Texas Ranger: John Coffee Hayes



“The struggle for Texan Independence, and the storming of Monterey attest to his bravery as a soldier, while his many deeds of charity and boundless generosity exhibit his Christian spirit.” These words were part of a published tribute about John “Captain Jack” Coffee Hayes in the El Paso Daily Times, May 2, 1883.


An illustrious Indian fighter and Texas Ranger, Hayes was born on January 28, 1817, near Little Cedar Lick, Tennessee. By the age of 15, John had learned the trade of land surveying, and at 19, he moved to Texas. In 1836, John joined the Texas Rangers under Erastus “Deaf” Smith, and soon became a legend in Texas lore.


Serving as a deputy surveyor of the Bexar County District, Hayes remained an active Texas Ranger. For more than 11 years, “Captain Jack” protected settlers from attacks by the Comanche and Mexican marauders. His exploits were many and truly astounding. Some of his most famous battles were at Cañon de Ugalde, Painted Rock, Bandera Pass, Plum Creek, Salado (Monterey), Mexico, and Walker's Creek.

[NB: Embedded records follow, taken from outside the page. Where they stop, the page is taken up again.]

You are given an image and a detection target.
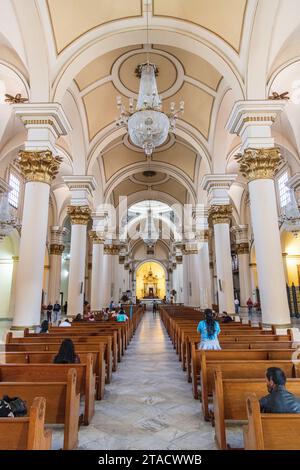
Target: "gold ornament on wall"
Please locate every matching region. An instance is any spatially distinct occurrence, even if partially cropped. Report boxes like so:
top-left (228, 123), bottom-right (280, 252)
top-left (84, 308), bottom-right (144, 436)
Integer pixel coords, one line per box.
top-left (15, 150), bottom-right (62, 184)
top-left (236, 147), bottom-right (282, 181)
top-left (5, 93), bottom-right (28, 104)
top-left (68, 206), bottom-right (91, 225)
top-left (50, 243), bottom-right (65, 256)
top-left (208, 204), bottom-right (232, 225)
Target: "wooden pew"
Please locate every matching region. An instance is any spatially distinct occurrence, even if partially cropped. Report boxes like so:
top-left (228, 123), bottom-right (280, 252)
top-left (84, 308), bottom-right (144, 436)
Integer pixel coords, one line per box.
top-left (186, 340), bottom-right (293, 382)
top-left (201, 354), bottom-right (296, 421)
top-left (0, 369), bottom-right (80, 450)
top-left (0, 397), bottom-right (52, 450)
top-left (5, 332), bottom-right (113, 383)
top-left (213, 368), bottom-right (300, 450)
top-left (191, 345), bottom-right (295, 399)
top-left (0, 360), bottom-right (96, 425)
top-left (243, 394), bottom-right (300, 450)
top-left (0, 343), bottom-right (105, 400)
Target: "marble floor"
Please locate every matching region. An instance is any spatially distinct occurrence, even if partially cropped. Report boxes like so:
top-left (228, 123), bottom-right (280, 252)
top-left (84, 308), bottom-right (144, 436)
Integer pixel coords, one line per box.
top-left (61, 312), bottom-right (216, 450)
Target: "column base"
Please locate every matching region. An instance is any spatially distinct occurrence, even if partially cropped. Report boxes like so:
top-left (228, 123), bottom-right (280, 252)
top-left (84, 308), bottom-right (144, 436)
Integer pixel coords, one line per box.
top-left (10, 325), bottom-right (39, 331)
top-left (262, 323), bottom-right (292, 329)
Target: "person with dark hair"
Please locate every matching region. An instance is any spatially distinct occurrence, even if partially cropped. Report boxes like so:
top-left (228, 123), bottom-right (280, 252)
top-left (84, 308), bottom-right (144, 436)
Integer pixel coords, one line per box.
top-left (259, 367), bottom-right (300, 413)
top-left (73, 313), bottom-right (82, 321)
top-left (197, 308), bottom-right (221, 349)
top-left (53, 338), bottom-right (80, 364)
top-left (40, 320), bottom-right (49, 334)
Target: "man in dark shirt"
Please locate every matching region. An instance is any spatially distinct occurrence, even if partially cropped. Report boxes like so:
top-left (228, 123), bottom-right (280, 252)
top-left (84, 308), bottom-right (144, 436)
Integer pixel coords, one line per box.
top-left (259, 367), bottom-right (300, 413)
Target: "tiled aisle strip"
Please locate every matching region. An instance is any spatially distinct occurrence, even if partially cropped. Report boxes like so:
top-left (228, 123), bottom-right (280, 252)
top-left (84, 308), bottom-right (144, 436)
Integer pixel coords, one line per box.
top-left (73, 312), bottom-right (215, 450)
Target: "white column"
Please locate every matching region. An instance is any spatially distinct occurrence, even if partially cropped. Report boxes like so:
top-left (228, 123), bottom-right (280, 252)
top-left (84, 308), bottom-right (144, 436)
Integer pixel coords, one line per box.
top-left (12, 176), bottom-right (50, 329)
top-left (68, 206), bottom-right (91, 316)
top-left (182, 253), bottom-right (190, 305)
top-left (91, 234), bottom-right (105, 311)
top-left (12, 103), bottom-right (71, 329)
top-left (212, 211), bottom-right (234, 313)
top-left (227, 100), bottom-right (290, 328)
top-left (48, 226), bottom-right (66, 303)
top-left (9, 256), bottom-right (20, 318)
top-left (199, 235), bottom-right (212, 308)
top-left (249, 263), bottom-right (258, 303)
top-left (231, 225), bottom-right (251, 307)
top-left (249, 179), bottom-right (290, 325)
top-left (237, 244), bottom-right (251, 307)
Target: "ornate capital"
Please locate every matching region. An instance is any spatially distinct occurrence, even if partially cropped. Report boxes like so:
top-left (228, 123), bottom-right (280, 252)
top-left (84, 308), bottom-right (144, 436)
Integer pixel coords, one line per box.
top-left (16, 150), bottom-right (62, 184)
top-left (104, 245), bottom-right (120, 255)
top-left (68, 206), bottom-right (91, 225)
top-left (89, 230), bottom-right (105, 245)
top-left (237, 147), bottom-right (281, 181)
top-left (197, 229), bottom-right (209, 242)
top-left (208, 204), bottom-right (232, 225)
top-left (50, 243), bottom-right (65, 256)
top-left (236, 243), bottom-right (249, 255)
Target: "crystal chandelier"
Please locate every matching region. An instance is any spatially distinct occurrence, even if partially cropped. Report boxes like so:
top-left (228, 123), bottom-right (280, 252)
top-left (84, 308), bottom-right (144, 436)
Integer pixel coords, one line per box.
top-left (140, 205), bottom-right (159, 248)
top-left (116, 7), bottom-right (184, 157)
top-left (280, 189), bottom-right (300, 238)
top-left (0, 192), bottom-right (20, 241)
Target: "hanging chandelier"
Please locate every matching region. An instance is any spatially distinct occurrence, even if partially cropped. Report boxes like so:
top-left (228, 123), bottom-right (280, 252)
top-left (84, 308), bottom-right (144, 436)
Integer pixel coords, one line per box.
top-left (116, 10), bottom-right (184, 157)
top-left (116, 62), bottom-right (184, 157)
top-left (140, 204), bottom-right (159, 248)
top-left (0, 192), bottom-right (20, 241)
top-left (280, 189), bottom-right (300, 238)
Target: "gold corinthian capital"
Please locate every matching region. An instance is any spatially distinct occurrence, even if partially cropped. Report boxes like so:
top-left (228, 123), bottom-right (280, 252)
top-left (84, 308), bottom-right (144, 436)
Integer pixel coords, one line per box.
top-left (237, 147), bottom-right (282, 181)
top-left (16, 150), bottom-right (62, 184)
top-left (68, 206), bottom-right (91, 225)
top-left (208, 204), bottom-right (232, 225)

The battle at Walkers Creek was significant because it was the first place where our troops, under the command of John Coffee Hayes, used repeating firearms in combat. Someone said that the introduction of the 5-shot Colt revolver was the equivalent of nuclear weapons against the bow and arrow.


In an article about Hayes's love of God, the Wilson Post stated: “He was very Christian, too. He actually had a Baptist preacher with him, who was a Ranger, and they would pray before going into battle." Indeed, at the battle of Plum Creek, Hayes asked Rev. Z. N. Morrell and Rev. Thomas J. Cox to offer prayers.


But the battle that made Hayes a true Texas legend was fought near Fredericksburg. The Comanches had a sacred area known as the Enchanted Rock. For centuries, they had held ceremonies at that rock and considered it the home of their deities. Somehow, Hayes was alone and surrounded by over 100 Indians there, but came out alive and victorious.


Susan Calvert became John’s wife in 1847. They chose to repeat their marital pledges at the now historic Magnolia Hotel in Seguin, Texas. John kept his vows and only his death in 1883 separated him from Susan.


In 1850, Hayes left the Texas Rangers and moved to San Francisco. He was elected sheriff and is credited as one of the founders of the city of Oakland. Because of his love of Christ and a strong desire to help others, Hayes established what is now known as the California School for the Blind.


The Pacific Methodist newspaper summed up the life of John Coffee Hayes by saying, “Like brave men, generally, he is ardently attached to his family...and speaks in respectful terms of the piety of his wife and the interests of Christianity." Let it be remembered that Texas hero John Hayes, loved God.